Wiesbaden. Die hessischen Bäcker suchen händeringend Nachwuchs. Aktuell fehlten rund 150 Bäcker- und Verkaufs-Azubis, sagte der Landesinnungsmeister des Bäckerinnungsverbands Hessen, Wolfgang Schäfer, in einem Gespräch mit der Nachrichtenagentur dpa.

Derzeit arbeiteten zwischen 1800 und 1900 Lehrlinge in hessischen Bäckereien. Die Zahl neu geschlossener Ausbildungsverträge sei im Ausbildungsjahr 2010/2011 zwischen 15 und 20 Prozent niedriger gewesen als im Jahr zuvor. Eine alternde Bevölkerung und die gute Konjunktur machen es für das Bäckerhandwerk zunehmend schwerer, Lehrlinge zu finden. Sie werden gebraucht: Obwohl die Zahl der Betriebe in den vergangenen zehn Jahren um rund ein Drittel gesunken sei, habe die Zahl der Bäckerei-Mitarbeiter leicht zugenommen, sagte Schäfer.

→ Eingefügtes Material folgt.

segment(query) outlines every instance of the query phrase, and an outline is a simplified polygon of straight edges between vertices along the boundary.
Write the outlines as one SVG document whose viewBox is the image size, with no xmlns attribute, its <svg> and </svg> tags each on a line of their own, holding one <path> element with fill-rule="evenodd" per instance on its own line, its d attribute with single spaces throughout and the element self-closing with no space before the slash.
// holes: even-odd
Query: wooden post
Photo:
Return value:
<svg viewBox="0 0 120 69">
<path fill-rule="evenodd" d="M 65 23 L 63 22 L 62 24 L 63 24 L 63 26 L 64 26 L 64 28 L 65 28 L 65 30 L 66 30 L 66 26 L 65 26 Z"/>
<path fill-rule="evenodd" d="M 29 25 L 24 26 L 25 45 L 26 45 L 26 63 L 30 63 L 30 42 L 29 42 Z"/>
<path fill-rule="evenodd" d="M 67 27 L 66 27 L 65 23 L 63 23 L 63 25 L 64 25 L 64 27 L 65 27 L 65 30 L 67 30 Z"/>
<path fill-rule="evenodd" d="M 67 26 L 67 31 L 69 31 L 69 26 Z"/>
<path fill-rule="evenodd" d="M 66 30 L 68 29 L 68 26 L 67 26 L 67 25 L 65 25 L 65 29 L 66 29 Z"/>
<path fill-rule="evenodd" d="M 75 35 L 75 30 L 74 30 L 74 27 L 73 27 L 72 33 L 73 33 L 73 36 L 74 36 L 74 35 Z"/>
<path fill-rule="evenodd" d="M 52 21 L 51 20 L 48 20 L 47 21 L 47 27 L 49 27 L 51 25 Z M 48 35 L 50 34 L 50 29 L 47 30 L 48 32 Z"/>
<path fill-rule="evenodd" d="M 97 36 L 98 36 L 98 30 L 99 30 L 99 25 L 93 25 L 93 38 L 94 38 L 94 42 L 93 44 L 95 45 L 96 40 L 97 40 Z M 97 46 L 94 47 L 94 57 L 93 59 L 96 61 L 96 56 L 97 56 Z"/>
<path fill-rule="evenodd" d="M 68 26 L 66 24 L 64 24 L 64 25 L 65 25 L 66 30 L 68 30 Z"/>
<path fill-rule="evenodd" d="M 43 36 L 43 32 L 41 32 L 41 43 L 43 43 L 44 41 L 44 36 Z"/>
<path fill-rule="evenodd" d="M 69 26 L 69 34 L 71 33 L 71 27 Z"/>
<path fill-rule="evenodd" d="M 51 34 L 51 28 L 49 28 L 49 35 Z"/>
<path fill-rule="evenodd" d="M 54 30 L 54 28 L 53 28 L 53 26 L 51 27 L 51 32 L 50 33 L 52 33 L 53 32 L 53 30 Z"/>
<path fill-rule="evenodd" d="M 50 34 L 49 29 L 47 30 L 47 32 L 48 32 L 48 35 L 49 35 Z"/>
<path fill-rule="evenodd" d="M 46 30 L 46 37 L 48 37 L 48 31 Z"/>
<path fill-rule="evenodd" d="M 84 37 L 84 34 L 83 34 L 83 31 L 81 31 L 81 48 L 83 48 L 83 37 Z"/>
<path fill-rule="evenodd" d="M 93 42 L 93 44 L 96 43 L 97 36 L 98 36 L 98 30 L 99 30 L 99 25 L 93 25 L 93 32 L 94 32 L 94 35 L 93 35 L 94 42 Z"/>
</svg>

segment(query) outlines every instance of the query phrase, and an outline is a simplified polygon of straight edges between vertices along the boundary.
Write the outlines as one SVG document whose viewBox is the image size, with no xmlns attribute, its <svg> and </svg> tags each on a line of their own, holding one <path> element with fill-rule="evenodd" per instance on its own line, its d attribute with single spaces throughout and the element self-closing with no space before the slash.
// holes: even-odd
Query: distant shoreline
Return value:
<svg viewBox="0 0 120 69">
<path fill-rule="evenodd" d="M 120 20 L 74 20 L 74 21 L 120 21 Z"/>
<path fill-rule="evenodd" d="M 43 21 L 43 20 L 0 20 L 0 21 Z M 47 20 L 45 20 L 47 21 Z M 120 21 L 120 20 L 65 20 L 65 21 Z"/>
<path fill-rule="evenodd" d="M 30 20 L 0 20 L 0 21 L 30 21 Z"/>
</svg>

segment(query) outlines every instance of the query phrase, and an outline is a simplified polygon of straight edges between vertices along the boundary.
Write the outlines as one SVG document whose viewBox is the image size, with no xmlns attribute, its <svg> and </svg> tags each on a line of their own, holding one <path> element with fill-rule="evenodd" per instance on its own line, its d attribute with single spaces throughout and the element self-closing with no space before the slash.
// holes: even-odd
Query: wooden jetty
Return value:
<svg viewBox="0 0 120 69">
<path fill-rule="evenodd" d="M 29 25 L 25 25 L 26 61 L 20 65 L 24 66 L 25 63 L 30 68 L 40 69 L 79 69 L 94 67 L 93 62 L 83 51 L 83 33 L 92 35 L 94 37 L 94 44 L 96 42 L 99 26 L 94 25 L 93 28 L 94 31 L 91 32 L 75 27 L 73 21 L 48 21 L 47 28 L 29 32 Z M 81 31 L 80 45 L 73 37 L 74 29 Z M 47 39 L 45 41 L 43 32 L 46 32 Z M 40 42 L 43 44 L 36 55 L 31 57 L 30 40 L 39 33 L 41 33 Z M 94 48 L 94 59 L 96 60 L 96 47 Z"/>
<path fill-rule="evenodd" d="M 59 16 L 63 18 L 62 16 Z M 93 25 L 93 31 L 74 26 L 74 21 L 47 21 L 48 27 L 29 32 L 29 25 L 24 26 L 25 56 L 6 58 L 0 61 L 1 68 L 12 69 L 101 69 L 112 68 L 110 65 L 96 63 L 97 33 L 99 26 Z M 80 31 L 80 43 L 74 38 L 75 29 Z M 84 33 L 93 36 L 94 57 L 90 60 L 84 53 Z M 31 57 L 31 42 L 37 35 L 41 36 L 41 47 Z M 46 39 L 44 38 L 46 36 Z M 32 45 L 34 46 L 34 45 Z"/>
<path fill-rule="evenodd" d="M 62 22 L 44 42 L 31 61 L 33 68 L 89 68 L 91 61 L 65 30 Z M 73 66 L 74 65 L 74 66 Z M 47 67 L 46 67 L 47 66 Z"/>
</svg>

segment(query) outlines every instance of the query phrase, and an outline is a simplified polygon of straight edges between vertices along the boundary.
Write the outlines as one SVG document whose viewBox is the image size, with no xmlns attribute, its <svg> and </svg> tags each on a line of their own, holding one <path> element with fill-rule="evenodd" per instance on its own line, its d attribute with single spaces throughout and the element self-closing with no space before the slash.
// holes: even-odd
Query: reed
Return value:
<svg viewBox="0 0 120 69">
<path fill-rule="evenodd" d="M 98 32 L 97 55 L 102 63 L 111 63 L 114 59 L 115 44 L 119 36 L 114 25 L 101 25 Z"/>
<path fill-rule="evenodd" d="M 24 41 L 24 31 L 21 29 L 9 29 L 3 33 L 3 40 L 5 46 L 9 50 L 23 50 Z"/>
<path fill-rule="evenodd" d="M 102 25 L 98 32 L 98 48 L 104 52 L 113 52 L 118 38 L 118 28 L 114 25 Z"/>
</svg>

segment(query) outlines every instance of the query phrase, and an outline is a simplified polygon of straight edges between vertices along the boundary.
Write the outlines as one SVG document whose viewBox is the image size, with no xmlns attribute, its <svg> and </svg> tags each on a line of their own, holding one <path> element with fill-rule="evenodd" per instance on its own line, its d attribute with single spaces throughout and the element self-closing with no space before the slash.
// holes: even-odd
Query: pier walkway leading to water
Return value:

Er erklärt das so: „Kleinere Betriebe sterben weg, die bestehenden Betriebe werden größer.“ Den etwa 900 backenden Betrieben stünden in Hessen rund 3200 Verkaufsstellen gegenüber.

Ein Grund für das Verschwinden kleinerer Bäckereien ist nach Ansicht des Innungsmeisters auch die Verbreitung von Discountern. Sie verarbeiteten industriell gefertigte Teigringe, die teils aus Nordafrika oder Südamerika importiert würden, und hielten die Preise damit niedrig, sagte Schäfer.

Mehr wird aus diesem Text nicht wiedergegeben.